Premature babies in the NICU are fragile and at risk of sudden changes in oxygenation (pO2) and carbon dioxide (pCO2) levels which can cause severe complications.
With transcutaneous monitoring, a sensor is gently applied to the body and continuously measures blood gases diffusing through the skin.
Transcutaneous monitoring in neonates provides a real-time overview of the patient’s often fluctuating oxygenation (tcpO2) and ventilation (tcpCO2) status.
This not only minimizes blood sampling from the fragile neonate, but the continuous information allows you to intervene immediately should any changes in the ventilation or oxygenation status occur.

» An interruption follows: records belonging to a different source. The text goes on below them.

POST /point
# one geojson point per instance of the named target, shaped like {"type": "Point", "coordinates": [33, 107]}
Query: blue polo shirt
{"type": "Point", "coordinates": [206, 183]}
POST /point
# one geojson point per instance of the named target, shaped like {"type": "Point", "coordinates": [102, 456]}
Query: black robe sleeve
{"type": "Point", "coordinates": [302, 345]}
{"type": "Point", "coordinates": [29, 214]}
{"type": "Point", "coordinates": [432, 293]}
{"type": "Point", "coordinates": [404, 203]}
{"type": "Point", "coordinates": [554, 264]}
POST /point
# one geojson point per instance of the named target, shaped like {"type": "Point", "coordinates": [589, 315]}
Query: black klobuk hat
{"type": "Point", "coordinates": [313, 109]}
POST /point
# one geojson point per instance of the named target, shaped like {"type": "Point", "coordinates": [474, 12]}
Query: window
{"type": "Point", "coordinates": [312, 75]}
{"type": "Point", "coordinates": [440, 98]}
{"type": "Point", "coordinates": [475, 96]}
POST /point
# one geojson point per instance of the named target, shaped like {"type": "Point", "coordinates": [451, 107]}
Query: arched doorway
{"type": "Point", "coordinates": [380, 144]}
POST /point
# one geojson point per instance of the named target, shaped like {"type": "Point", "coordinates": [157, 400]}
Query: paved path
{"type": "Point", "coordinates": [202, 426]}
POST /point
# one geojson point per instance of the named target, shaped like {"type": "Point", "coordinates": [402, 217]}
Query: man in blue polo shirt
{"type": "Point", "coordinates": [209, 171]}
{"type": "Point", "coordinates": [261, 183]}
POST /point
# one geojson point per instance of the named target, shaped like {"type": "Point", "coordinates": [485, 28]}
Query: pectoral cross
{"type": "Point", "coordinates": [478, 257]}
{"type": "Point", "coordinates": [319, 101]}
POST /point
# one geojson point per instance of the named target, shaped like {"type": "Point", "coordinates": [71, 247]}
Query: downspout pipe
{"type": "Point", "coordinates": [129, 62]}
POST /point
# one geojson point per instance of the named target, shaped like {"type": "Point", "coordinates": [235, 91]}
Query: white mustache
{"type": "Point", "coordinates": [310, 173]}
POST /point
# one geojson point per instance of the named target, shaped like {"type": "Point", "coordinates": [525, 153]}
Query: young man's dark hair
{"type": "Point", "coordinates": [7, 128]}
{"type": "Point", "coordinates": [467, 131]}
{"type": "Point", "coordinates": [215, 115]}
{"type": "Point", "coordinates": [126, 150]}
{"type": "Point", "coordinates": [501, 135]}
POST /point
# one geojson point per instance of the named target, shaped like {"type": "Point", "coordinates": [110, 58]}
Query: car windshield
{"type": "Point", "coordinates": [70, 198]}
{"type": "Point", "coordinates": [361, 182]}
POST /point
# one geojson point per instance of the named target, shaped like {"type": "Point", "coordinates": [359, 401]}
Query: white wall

Transcutaneous monitoring is the method of choice for monitoring non-invasive oxygenation and ventilation status
How transcutaneous oxygen monitoring can detect changes in the neonate's respiratory status
Optimal oxygenation monitoring is critical in the NICU to detect rapid changes in the neonate’s respiratory status.
Due to oxygen imbalance – too much oxygen (hyperoxia) or too little oxygen (hypoxia) – premature babies in the NICU are at increased risk of developing respiratory distress syndrome and other complications such as retinopathy of prematurity (ROP), bronchopulmonary dysplasia (BPD) or periventricular leukomalacia (PVL).